I am beyond pain now, beyond feeling, death would be such a comfort, my father walks with me to the bus station, I head for the first bus to Glasgow, I am there within five hours, I end up in a woman’ hostel, Is this really happening, all this punishment, because I fell in love? All because i fell in love. How can this be, how could no one take me and my baby? Where were our legal rights? Where was our welfare rights? Where was our human rights?
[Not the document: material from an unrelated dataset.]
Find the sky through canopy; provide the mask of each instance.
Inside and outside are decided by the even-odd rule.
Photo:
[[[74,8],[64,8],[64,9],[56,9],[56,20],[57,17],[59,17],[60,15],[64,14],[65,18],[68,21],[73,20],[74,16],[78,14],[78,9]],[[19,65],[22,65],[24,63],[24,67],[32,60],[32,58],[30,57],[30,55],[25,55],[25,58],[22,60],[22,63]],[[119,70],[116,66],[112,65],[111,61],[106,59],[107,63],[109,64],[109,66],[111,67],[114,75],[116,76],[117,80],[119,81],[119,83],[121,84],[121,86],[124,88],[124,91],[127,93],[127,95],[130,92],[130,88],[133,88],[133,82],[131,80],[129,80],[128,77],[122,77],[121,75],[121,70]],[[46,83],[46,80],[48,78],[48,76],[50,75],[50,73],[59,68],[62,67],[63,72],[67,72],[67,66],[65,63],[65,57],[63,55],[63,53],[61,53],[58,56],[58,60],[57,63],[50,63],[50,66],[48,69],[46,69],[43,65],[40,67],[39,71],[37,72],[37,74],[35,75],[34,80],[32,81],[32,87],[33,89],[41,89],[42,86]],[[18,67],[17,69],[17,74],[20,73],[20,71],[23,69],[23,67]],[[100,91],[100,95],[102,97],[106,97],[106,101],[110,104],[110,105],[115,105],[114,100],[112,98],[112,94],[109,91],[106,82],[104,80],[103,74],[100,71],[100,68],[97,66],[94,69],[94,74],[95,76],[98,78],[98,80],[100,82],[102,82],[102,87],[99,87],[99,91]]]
Never once did i see a solicitor, who would tell me what my entitlements were.
Never in the history of the human race, has a act as cruel as adoption, been truly scrutinized, adoption, to me is the worst transaction in the history of the human race, and it should be banished to the annuls of history.
Suicidal, sacked from my first two jobs in Glasgow, for crying at work, I locked myself away in my room in the hostel, I attended the doctors for stomach pains, he told me I was wound up like a cork screw, and gave me antidepressants, I suffered all my life with ulcers, and now have a cluster of polyps, also severe IBS, and nervous anxiety, with a few real anxiety attacks, i become anorexic, lost quite a bit of weight, but am brought back from that dark abyss. Mogadon and Valium have become my friends to help me make it thru, another day.
The doctors don’t want to know. PTSD is eternal with mothers of loss to adoption. But here in Scotland there is no help for mothers unless you pay to go private.
I live daily with A LIVING BEREAVMENT, it truly is a bottomless abyss of sorrow.